CEDAE inaugura mais um viveiro florestal

Por Assessoria de Imprensa da CEDAE

O Programa Replantando Vida tem como objetivo contribuir para a ressocialização de homens e mulheres do sistema prisional estadual.

O Programa que une preservação ambiental e ressocialização de apenados do sistema prisional fluminense, o Replantando Vida, da Companhia Estadual de Águas e Esgotos (Cedae), do Rio de Janeiro (RJ), vai inaugurar nesta sexta-feira (21/12), às 15h, na antiga Estrada da Tijuca, nº 1.170, na Usina, o sétimo viveiro criado e mantido pela Companhia, instalado em área de 600 metros quadrados na Caixa Velha da Tijuca, junto ao Parque Nacional da Tijuca.

O Viveiro Florestal da Caixa Velha da Tijuca, que terá capacidade para produzir 30 mil mudas por ano, conta com um sistema de reaproveitamento de água da chuva e da irrigação, em que as drenagens vertem para uma cisterna e, com isso, a economia de água pode chegar a 80%, segundo estimativa da equipe do Replantando Vida. Neste viveiro, que terá foco na produção de mudas de espécies em risco de extinção, irão trabalhar seis novos apenados do sistema prisional.

No viveiro também serão cultivadas mudas de espécies consideradas clímax, como pau-brasil, jequitibá, jacarandá e cedro, que demoram mais para crescer e são encontradas apenas em florestas mais antigas destinadas ao enriquecimento dos reflorestamentos realizados pelas equipes de apenados para proteção de rios e recuperação de nascentes de matas ciliares.

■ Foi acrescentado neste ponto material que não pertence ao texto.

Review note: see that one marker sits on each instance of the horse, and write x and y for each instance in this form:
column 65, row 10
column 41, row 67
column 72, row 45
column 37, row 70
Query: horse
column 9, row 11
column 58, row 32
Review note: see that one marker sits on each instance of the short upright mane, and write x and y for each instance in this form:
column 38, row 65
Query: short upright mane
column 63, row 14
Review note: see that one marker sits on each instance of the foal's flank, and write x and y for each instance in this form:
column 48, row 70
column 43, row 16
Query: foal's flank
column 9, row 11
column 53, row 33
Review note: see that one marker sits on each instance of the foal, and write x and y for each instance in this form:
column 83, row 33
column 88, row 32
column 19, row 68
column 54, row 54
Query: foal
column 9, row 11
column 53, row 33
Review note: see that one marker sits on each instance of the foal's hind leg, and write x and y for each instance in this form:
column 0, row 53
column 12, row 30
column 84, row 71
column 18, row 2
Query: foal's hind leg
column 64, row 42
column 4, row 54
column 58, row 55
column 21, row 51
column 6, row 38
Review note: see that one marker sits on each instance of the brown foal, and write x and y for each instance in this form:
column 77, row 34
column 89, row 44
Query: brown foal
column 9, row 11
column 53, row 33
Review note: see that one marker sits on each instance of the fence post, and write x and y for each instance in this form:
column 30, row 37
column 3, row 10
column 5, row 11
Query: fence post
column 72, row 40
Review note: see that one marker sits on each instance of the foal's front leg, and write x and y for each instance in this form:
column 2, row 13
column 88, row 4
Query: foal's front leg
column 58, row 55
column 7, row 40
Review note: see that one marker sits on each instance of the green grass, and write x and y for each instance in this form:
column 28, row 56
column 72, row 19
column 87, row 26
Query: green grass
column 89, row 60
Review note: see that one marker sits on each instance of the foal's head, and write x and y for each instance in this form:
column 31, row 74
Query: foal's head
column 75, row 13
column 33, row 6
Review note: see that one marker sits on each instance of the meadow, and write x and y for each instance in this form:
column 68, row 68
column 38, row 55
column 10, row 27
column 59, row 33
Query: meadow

O Programa Replantando Vida tem como objetivo contribuir para a ressocialização de homens e mulheres do sistema prisional estadual, oferecendo oportunidade de trabalho e inserção social. O Replantando Vida já arregimentou mais de 3.500 apenados ao longo dos anos, minimizando os custos econômicos e humanos do sistema prisional, beneficiando toda a população. Os apenados desenvolvem diversas atividades dentro do Programa, desde o auxilio nas atividades do dia a dia da Companhia, limpeza e conservação predial, jardinagem, serviços administrativos, até a confecção dos uniformes da CEDAE e atividades na área ambiental.

As atividades ambientais desenvolvidas pelos apenados do Programa Replantando Vida envolvem, entre outros, a coleta de sementes florestais, produção de mudas, atividades de restauração e de educação ambiental em escolas. Em todos os viveiros as mudas são produzidas utilizando como substrato o lodo de esgoto, que é o resíduo gerado nas estações de tratamento de esgotos da Cedae e que vem sendo reaproveitado para essa finalidade.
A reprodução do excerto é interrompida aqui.